Solar VS Real Estate:
Now I will attempt to compare this investment with an investment in real estate. This can be a little tricky with all of the write-offs and taxes. These apply to me but could be very different for someone else. I will need to acheive an after-tax ROI of 10%.
Buying a house valued at $160k.
25% in maintenance/repairs/realtor fees for the year.
Down payment of 20%.
Closing costs of 2.5%
Interest rate of 5% (interest rates are higher for investment properties).
Income taxed in a 35% bracket.
Rent of $1500 (this is based on Zillow estimates in my area for houses this size)
.6% yearly insurance
Taxes of 2.75% (this is typical where I’m at)
Down payment of $32k + $4000 in closing costs = $36,000 out of pocket.
This leaves a loan value of $128k @ 5% interest. (This is a P&I of $687.13)

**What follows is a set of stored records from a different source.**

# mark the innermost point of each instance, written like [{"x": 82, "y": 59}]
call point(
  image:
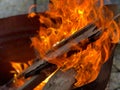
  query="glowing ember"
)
[
  {"x": 63, "y": 18},
  {"x": 19, "y": 67}
]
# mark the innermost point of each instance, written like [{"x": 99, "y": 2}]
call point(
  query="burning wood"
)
[{"x": 79, "y": 52}]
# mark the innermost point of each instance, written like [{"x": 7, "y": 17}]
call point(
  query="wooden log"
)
[{"x": 65, "y": 45}]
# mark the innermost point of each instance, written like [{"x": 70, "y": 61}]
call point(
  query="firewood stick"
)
[{"x": 64, "y": 46}]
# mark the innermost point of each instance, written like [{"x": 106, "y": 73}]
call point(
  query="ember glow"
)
[{"x": 65, "y": 17}]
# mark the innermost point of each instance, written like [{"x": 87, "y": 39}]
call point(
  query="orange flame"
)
[
  {"x": 65, "y": 17},
  {"x": 19, "y": 67}
]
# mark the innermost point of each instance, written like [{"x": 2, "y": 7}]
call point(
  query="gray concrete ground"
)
[{"x": 16, "y": 7}]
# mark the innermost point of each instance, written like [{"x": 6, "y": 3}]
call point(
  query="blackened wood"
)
[
  {"x": 65, "y": 45},
  {"x": 61, "y": 80}
]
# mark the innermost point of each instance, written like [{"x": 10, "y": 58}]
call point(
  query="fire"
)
[
  {"x": 19, "y": 67},
  {"x": 65, "y": 17}
]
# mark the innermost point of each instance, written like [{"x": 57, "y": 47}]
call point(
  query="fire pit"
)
[{"x": 77, "y": 50}]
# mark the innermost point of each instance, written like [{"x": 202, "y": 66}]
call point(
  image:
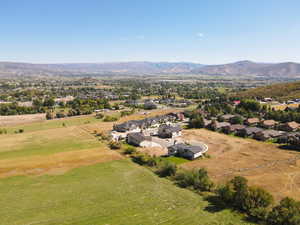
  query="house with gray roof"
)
[
  {"x": 269, "y": 134},
  {"x": 187, "y": 151},
  {"x": 168, "y": 131},
  {"x": 249, "y": 131},
  {"x": 140, "y": 140}
]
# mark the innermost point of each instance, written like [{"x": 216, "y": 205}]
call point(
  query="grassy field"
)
[
  {"x": 63, "y": 175},
  {"x": 117, "y": 192},
  {"x": 50, "y": 124},
  {"x": 45, "y": 142}
]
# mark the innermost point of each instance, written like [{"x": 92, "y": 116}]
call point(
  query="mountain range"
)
[{"x": 241, "y": 68}]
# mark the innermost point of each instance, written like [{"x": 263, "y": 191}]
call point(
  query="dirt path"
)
[{"x": 263, "y": 164}]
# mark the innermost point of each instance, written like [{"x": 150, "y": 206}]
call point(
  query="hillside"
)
[
  {"x": 10, "y": 68},
  {"x": 63, "y": 175},
  {"x": 248, "y": 68},
  {"x": 281, "y": 91}
]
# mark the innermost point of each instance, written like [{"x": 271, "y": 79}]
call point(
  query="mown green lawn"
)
[
  {"x": 114, "y": 193},
  {"x": 46, "y": 142},
  {"x": 56, "y": 123}
]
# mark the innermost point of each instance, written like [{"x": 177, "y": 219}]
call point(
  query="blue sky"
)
[{"x": 203, "y": 31}]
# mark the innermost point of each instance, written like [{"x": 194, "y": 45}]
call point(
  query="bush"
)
[
  {"x": 226, "y": 194},
  {"x": 110, "y": 119},
  {"x": 166, "y": 169},
  {"x": 50, "y": 115},
  {"x": 256, "y": 197},
  {"x": 102, "y": 135},
  {"x": 286, "y": 213},
  {"x": 129, "y": 150},
  {"x": 237, "y": 120},
  {"x": 259, "y": 214},
  {"x": 127, "y": 113},
  {"x": 115, "y": 145}
]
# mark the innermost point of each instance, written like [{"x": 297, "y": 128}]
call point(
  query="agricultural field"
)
[
  {"x": 263, "y": 164},
  {"x": 116, "y": 192},
  {"x": 53, "y": 174}
]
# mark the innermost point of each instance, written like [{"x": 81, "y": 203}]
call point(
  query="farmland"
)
[
  {"x": 263, "y": 164},
  {"x": 54, "y": 174}
]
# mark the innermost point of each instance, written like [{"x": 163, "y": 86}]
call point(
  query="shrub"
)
[
  {"x": 110, "y": 119},
  {"x": 115, "y": 145},
  {"x": 256, "y": 197},
  {"x": 286, "y": 213},
  {"x": 226, "y": 194},
  {"x": 237, "y": 120},
  {"x": 102, "y": 135},
  {"x": 259, "y": 214},
  {"x": 166, "y": 169},
  {"x": 3, "y": 131},
  {"x": 50, "y": 115},
  {"x": 126, "y": 113}
]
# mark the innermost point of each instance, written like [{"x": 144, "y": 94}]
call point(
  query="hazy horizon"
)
[{"x": 205, "y": 32}]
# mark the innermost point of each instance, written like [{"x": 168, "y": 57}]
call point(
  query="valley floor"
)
[{"x": 55, "y": 174}]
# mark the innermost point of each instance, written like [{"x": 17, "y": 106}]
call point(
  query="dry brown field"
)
[
  {"x": 21, "y": 119},
  {"x": 263, "y": 164}
]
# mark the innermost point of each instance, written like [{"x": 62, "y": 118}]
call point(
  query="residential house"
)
[
  {"x": 206, "y": 123},
  {"x": 218, "y": 126},
  {"x": 268, "y": 124},
  {"x": 139, "y": 139},
  {"x": 249, "y": 131},
  {"x": 290, "y": 126},
  {"x": 233, "y": 128},
  {"x": 132, "y": 126},
  {"x": 252, "y": 121},
  {"x": 168, "y": 131},
  {"x": 187, "y": 151},
  {"x": 226, "y": 117}
]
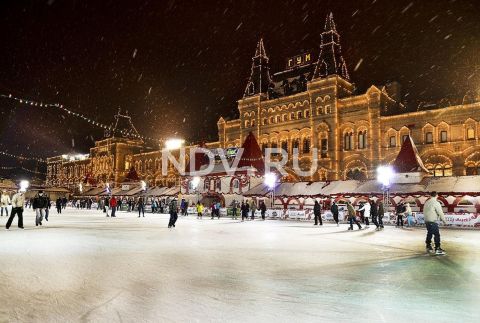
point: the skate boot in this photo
(439, 251)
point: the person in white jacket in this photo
(4, 202)
(366, 214)
(18, 202)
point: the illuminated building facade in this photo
(313, 105)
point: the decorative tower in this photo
(330, 61)
(260, 74)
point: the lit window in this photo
(443, 136)
(306, 145)
(470, 133)
(392, 141)
(429, 137)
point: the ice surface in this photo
(82, 266)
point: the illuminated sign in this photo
(299, 60)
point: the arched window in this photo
(443, 136)
(470, 133)
(306, 145)
(429, 137)
(264, 147)
(362, 139)
(348, 141)
(295, 143)
(236, 183)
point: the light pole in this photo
(384, 176)
(195, 182)
(270, 180)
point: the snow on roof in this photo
(460, 184)
(408, 159)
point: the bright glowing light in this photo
(385, 175)
(195, 182)
(24, 185)
(174, 143)
(270, 180)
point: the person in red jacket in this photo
(113, 205)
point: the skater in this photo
(4, 201)
(212, 208)
(244, 211)
(18, 200)
(39, 206)
(374, 214)
(253, 208)
(366, 213)
(234, 210)
(334, 210)
(217, 209)
(317, 213)
(409, 214)
(352, 218)
(199, 210)
(432, 212)
(141, 207)
(173, 213)
(113, 206)
(400, 210)
(58, 205)
(381, 213)
(263, 209)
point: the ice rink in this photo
(81, 266)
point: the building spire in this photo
(330, 61)
(260, 73)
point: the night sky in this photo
(177, 66)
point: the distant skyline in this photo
(178, 66)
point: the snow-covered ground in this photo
(82, 266)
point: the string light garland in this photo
(109, 128)
(23, 158)
(22, 168)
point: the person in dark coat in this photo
(173, 213)
(317, 213)
(113, 206)
(374, 214)
(141, 207)
(39, 206)
(263, 209)
(244, 210)
(58, 205)
(380, 214)
(334, 210)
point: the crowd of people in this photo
(371, 210)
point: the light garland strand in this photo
(22, 168)
(76, 114)
(40, 160)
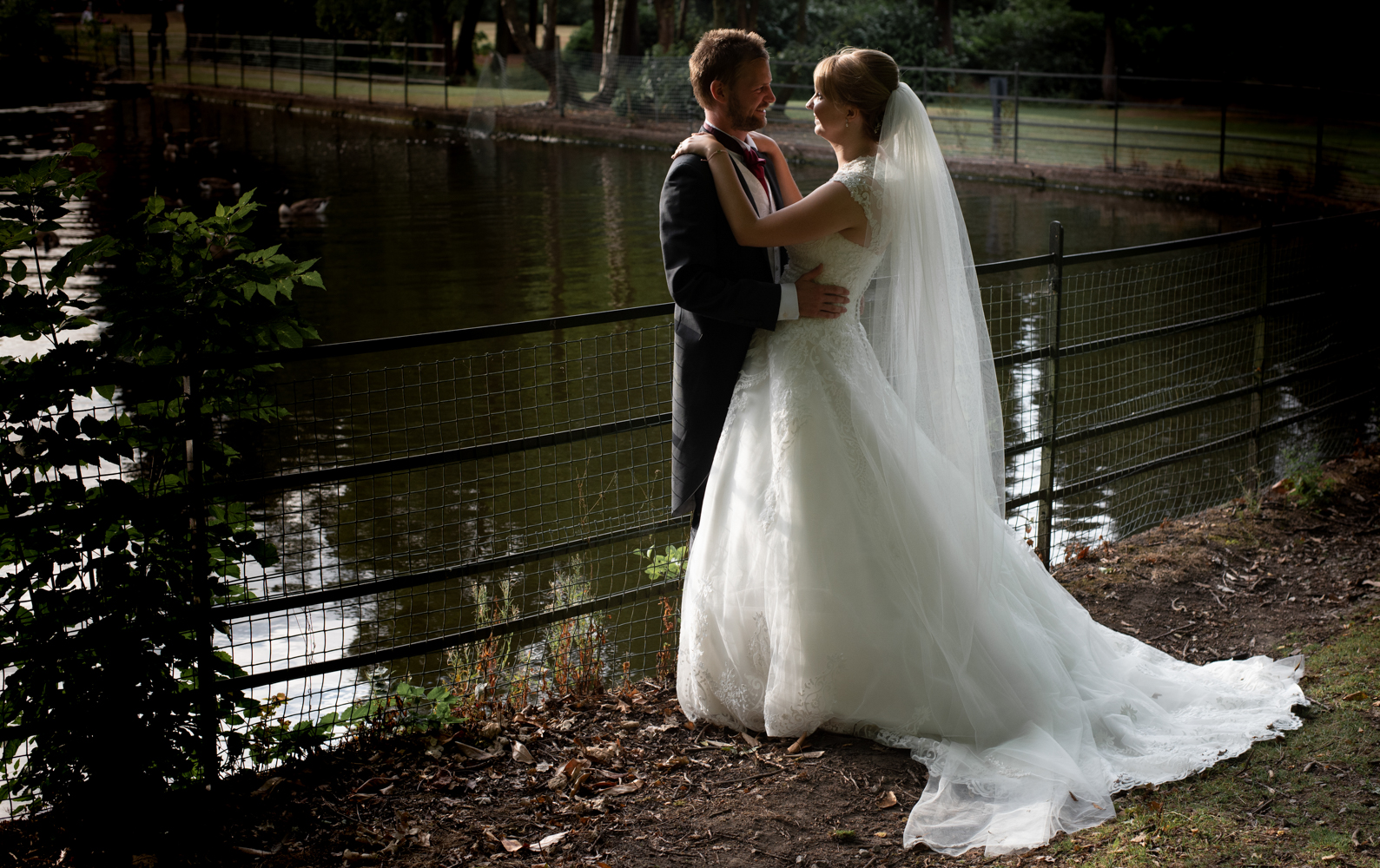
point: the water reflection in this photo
(431, 231)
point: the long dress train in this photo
(843, 578)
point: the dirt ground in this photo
(623, 779)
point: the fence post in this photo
(1016, 135)
(1049, 447)
(1317, 156)
(1258, 398)
(1222, 140)
(1115, 114)
(208, 718)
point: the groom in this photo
(722, 292)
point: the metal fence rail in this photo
(1278, 137)
(403, 497)
(501, 486)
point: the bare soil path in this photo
(623, 779)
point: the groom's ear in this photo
(718, 93)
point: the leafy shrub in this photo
(1304, 477)
(112, 559)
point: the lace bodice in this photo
(845, 264)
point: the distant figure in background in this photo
(159, 33)
(302, 208)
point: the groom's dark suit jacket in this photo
(723, 292)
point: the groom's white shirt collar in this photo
(747, 144)
(789, 306)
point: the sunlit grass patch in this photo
(1309, 798)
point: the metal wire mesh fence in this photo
(492, 519)
(1242, 133)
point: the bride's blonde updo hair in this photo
(862, 77)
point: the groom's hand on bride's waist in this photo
(820, 299)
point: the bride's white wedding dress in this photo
(845, 577)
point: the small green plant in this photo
(668, 565)
(1304, 477)
(1249, 498)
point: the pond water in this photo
(428, 229)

Yearly interest payments total $6,357.11 for the first year which we can write off.
Maintenance costs of 25% x $1400 = $350/mo.

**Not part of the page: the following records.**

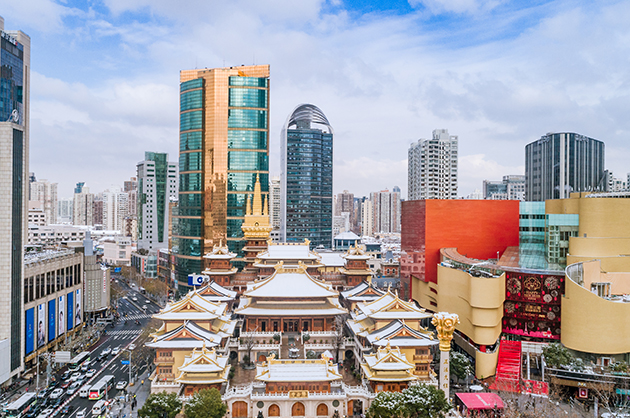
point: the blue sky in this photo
(497, 73)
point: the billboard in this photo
(52, 310)
(41, 325)
(61, 318)
(70, 310)
(78, 312)
(30, 330)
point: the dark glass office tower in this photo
(306, 178)
(561, 163)
(223, 146)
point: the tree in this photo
(425, 401)
(387, 405)
(557, 355)
(206, 403)
(460, 365)
(161, 405)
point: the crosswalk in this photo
(133, 317)
(127, 332)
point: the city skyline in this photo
(390, 74)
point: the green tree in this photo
(557, 355)
(206, 403)
(387, 405)
(460, 365)
(425, 401)
(159, 404)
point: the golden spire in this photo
(257, 207)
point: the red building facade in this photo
(477, 228)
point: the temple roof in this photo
(389, 306)
(290, 283)
(388, 364)
(363, 292)
(216, 293)
(220, 251)
(203, 366)
(187, 335)
(318, 370)
(285, 251)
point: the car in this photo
(56, 394)
(66, 410)
(46, 413)
(73, 388)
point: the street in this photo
(121, 336)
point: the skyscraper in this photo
(432, 167)
(157, 183)
(14, 143)
(561, 163)
(45, 193)
(224, 131)
(306, 156)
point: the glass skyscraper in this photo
(306, 177)
(224, 131)
(561, 163)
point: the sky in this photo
(497, 73)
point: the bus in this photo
(75, 363)
(21, 406)
(101, 387)
(98, 408)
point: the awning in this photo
(478, 401)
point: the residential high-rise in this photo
(157, 185)
(558, 164)
(306, 155)
(45, 193)
(432, 167)
(385, 211)
(82, 206)
(274, 202)
(64, 210)
(512, 187)
(14, 146)
(224, 133)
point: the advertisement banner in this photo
(52, 311)
(78, 312)
(61, 320)
(70, 297)
(41, 325)
(30, 330)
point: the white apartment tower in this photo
(158, 183)
(432, 172)
(45, 193)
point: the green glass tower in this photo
(224, 131)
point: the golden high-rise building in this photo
(224, 146)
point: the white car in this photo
(56, 393)
(46, 413)
(73, 388)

$80/month in insurance costs (.6% x $160k /12)
Taxes of $367
Cash Flows = $1500(rent) – $687.13 (P&I) – $367 (taxes) – $350(maintenance) – $80(insurance) = $95.87/month.
We also have $1888.45/year going to principal the first year.
Yearly profits of $1150.44 + $1888.45 taxed at 35%. This gives you a total of $1975.28, of which only $86.83 goes into your pocket. The rest is equity in your house.
This is only a 5.5% ROI from your initial investment the first year and you had to put down $36k!
I’m likely to move forward on a solar in the next week or two assuming I can get comfortable with one of the panel manufacturers.
In my last update I mentioned getting an additional $100/mo for a total of $1000/mo rent on this condo unit. The unit is above the break-even point with payments of principal higher than the negative cash flow but the negative cash flow still bothers me.
I had been tossing around the idea of a third property. However, I realized that I can now pay off PMI from the FHA loan on my condo unit.
According to FHA, you have to have 78% LTV in order to get rid of PMI. You also have to have 60 months worth of payments. Even if you had 78% LTV then you would still have to wait. Also the value only goes off of the original appraised amount. So even if your property has increased in value then you still have to use the original valuation for the 78% LTV purposes.
The condo had an original appraisal of $119,500. So 78% of this amount is $93,210. About a month ago I decided to start paying down this debt. The loan balance at that time was $106,074.09, so I needed to pay down an additional $12,864.09 to eliminate the PMI which is currently $49.56. This is a ROI of 4.6%. This isn’t too bad and since I still have negative cash flow I decided I would pay this loan down immediately. Not to mention, that after paying this loan balance down, I will have more of the monthly payments going towards principal.
So I am on track to have this balance paid down sometime in September. After PMI is eliminated, I will again start looking at an additional property or possibly paying off this entire loan since it’s the highest interest rate of any I have at 5%. I’ve also go another investment idea that I will be posting very soon.
I previously had posted an update on June 20th about this unit that can be found here. I listed the Condo for $1000 as planned and it stayed on the market for about 1 week. I actually had an offer on it after two days but the first potential tennants didn’t pass the background check. The second offer came about 5 days later.
I’m happy to announce I have two new tennants that signed a one year lease for $1000/mo. This is an increase of $100/month from my previous rent of $900/month. I’m also above the break-even point now with the portion of payments going to equity.
I am currently looking at another potential rental since I believe interest rates will keep rising. I had originally thought about paying off the condo unit first but I am contemplating adding a rental unit #3.
I will keep posting updates as they happen.